3.3. Multilevel keys.

  Replacing a directory authority's identity key in the event of a compromise
  would be tremendously annoying.  We'd need to tell every client to switch
  their configuration, or update to a new version with an uploaded list.  So
  long as some weren't upgraded, they'd be at risk from whoever had
  compromised the key.

  With this in mind, it's a shame that our current protocol forces us to
  store identity keys unencrypted in RAM.  We need some kind of signing key
  stored unencrypted, since we need to generate new descriptors/directories
  and rotate link and onion keys regularly.  (And since, of course, we can't
  ask server operators to be on-hand to enter a passphrase every time we
  want to rotate keys or sign a descriptor.)

  The obvious solution seems to be to have a signing-only key that lives
  indefinitely (months or longer) and signs descriptors and link keys, and a
  separate identity key that's used to sign the signing key.  Tor servers
  could run in one of several modes:
    1. Identity key stored encrypted.  You need to pick a passphrase when
       you enable this mode, and re-enter this passphrase every time you
       rotate the signing key.
    1'. Identity key stored separate.  You save your identity key to a
       floppy, and use the floppy when you need to rotate the signing key.
    2. All keys stored unencrypted.  In this case, we might not want to even
       *have* a separate signing key.  (We'll need to support no-separate-
       signing-key mode anyway to keep old servers working.)
    3. All keys stored encrypted. You need to enter a passphrase to start
       Tor.
  (Of course, we might not want to implement all of these.)

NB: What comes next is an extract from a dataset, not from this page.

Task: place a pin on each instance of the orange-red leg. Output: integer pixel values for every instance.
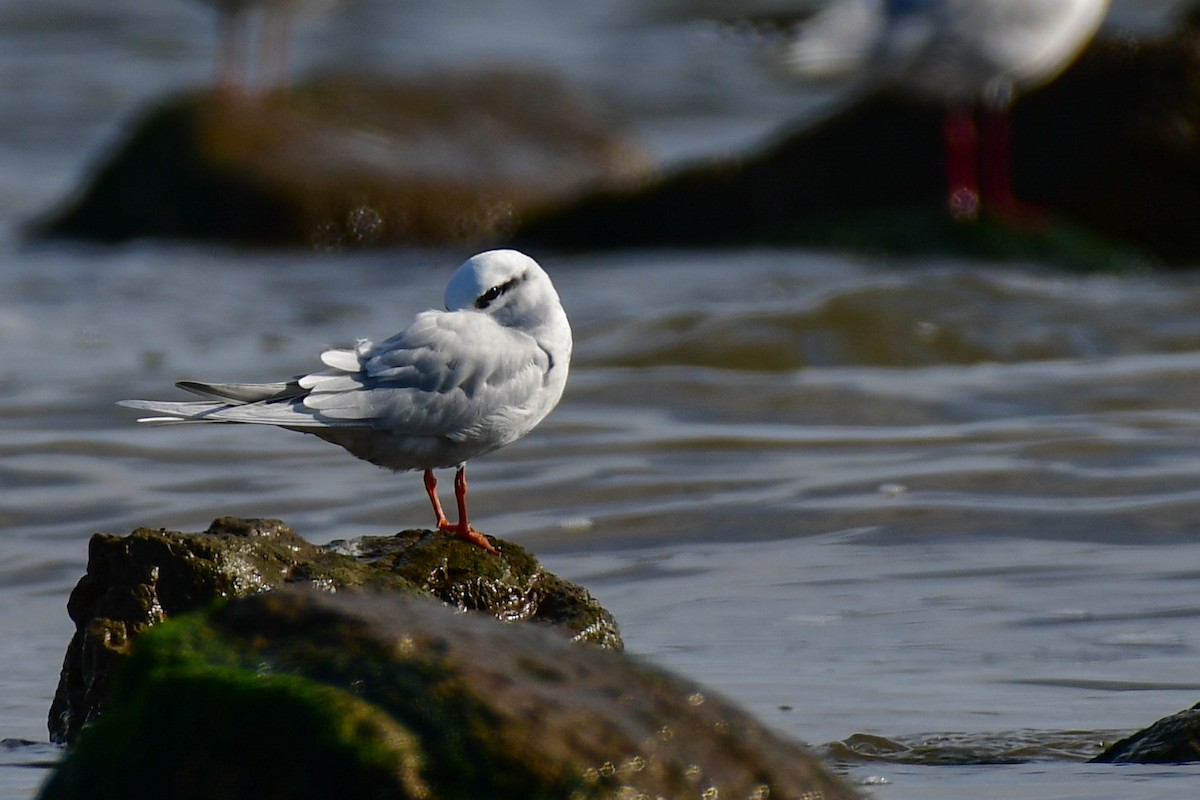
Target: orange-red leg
(462, 528)
(961, 163)
(431, 488)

  Case 1 is probably most usable and secure, if we assume that people don't
  forget their passphrases or lose their floppies.  We could mitigate this a
  bit by encouraging people to PGP-encrypt their passphrases to themselves,
  or keep a cleartext copy of their secret key secret-split into a few
  pieces, or something like that.

  Migration presents another difficulty, especially with the authorities.  If
  we use the current set of identity keys as the new identity keys, we're in
  the position of having sensitive keys that have been stored on
  media-of-dubious-encryption up to now.  Also, we need to keep old clients
  (who will expect descriptors to be signed by the identity keys they know
  and love, and who will not understand signing keys) happy.

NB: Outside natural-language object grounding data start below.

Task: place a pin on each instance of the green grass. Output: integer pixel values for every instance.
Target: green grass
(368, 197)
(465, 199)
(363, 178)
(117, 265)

  I'd enumerate designs here, but I'm hoping that somebody will come up with
  a better one, so I'll try not to prejudice them with more ideas yet.

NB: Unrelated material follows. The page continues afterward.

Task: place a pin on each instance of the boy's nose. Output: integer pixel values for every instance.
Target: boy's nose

  Oh, and of course, we'll want to make sure that the keys are
  cross-certified. :)

  Ideas? -NM

3.4. Long and short descriptors

  Some of the costliest fields in the current directory protocol are ones
  that no client actually uses.  In particular, the "read-history" and
  "write-history" fields are used only by the authorities for monitoring the
  status of the network.  If we took them out, the size of a compressed list
  of all the routers would fall by about 60%.  (No other disposable field
  would save more than 2%.)

  One possible solution here is that routers should generate and upload a
  short-form and long-form descriptor.  Only the short-form descriptor should
  ever be used by anybody for routing.  The long-form descriptor should be
  used only for analytics and other tools.  (If we allowed people to route with
  long descriptors, we'd have to ensure that they stayed in sync with the
  short ones somehow.)

  Another possible solution would be to drop these fields from descriptors,
  and have them uploaded as a part of a separate "bandwidth report" to the
  authorities.  This could help prevent the mistake of using long descriptors
  in the place of short ones.

  Thoughts? -NM

4. Migration

  For directory voting, ...

caches need to start caching consensuses and accepting multisigned documents.